4) There words around organic growth opportunities worried me. Basically it seems that organically growing the business is limited and thus an consolidation by acquisition strategy is what is being pursued.. I am not sure what P/E they are paying but this is a tough strategy if significant cost savings/value drivers (multipliers) are not found. I would consider this personally a high risk strategy.
5) The whole synergies and cost savings are brushed over very lightly.. Almost like they had to say something.. Cost savings and synergies are tough if each acquisition is bringing a new physical footprint and synergising along technology and processes usually has an upfront cost and the benefits may take some time. Cultural synergies are nice for the brand but bring very little to the bottom line.
6) The acquisition of Morrison Geotechnic is a good example. a NEW service line and NEW footprints.. Synergies along "invest in technology to support field staff real-time data collection and sample registration.". This means spending money and a longer term return.. What are the cost saving synergies here to further increase the EBIT? What are the multiplying affect of having this acquisition (is their a cross selling opportunity?)
I like the sector and the possible opportunity here but not convinced by the strategy as it seems to be a basic consolidation play. Which would be okay if the shareprice was not way down here where acquisitions cause huge dilution.

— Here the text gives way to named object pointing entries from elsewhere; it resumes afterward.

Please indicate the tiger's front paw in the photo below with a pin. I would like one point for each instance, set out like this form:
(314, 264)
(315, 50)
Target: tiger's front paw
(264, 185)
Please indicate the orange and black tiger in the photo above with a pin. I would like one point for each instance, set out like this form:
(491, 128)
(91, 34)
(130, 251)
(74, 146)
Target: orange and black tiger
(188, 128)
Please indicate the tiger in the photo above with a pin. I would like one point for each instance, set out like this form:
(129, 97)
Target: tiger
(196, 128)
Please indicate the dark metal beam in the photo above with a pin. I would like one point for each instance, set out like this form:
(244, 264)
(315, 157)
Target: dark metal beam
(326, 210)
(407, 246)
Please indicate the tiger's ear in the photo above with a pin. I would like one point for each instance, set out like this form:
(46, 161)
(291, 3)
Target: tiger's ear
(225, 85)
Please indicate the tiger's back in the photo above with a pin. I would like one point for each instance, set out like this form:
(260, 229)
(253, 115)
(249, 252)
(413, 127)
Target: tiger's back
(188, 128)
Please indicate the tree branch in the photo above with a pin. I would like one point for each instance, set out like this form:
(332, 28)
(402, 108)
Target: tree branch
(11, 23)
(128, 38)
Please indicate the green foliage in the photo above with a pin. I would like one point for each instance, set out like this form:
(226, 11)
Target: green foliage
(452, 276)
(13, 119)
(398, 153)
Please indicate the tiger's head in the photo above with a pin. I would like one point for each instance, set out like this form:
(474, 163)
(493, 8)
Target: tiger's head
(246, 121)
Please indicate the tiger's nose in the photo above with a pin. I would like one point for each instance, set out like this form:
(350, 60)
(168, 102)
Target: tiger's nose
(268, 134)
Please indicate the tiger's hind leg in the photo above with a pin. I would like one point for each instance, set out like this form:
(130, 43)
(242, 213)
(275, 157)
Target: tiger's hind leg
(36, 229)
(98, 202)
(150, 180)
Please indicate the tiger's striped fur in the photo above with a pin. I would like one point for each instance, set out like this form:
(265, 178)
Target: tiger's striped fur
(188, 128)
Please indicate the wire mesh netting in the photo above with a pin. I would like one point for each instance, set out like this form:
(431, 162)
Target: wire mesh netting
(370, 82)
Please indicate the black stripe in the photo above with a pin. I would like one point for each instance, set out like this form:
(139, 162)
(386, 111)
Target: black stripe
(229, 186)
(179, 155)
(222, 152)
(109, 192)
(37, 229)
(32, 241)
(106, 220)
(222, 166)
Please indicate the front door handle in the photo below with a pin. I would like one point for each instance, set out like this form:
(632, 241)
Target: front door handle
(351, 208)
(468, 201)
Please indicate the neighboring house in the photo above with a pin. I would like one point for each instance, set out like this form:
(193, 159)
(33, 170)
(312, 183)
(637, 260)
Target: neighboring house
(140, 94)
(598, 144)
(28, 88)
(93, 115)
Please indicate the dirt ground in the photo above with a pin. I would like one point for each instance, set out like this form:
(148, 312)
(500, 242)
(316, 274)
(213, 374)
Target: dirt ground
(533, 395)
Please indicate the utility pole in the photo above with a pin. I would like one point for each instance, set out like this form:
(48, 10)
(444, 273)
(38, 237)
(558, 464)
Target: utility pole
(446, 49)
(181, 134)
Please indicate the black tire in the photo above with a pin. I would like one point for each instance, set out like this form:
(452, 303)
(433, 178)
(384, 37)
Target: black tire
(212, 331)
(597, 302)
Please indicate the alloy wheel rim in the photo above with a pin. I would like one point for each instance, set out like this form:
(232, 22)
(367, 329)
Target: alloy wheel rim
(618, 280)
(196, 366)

At the moment if I do a basic calc. 19.9M Market Cap.. Earnings (0.7 Octief, 1.5 Precise, 1.4 Morrison, -1.5 Corporate, Total 2.1M), then EV/E is approx 9.5. With Peers (according to last sheet) running around 12. Which in my mind shows we are not far from the peers. The 10c shareprice was about right.
But I strongly believe HRL can do a lot better both on the earning's side and finding more synergies to reduce the costs and I do believe they can organically grow. I also strongly believe in the team driving this so this is why I continue to hold. But if we see another round of big dilutions due to acquisitions then I need to re-evaluate.
Be interested in other's opinions here.
Do Your Own Research. My opinions only and not investment advice.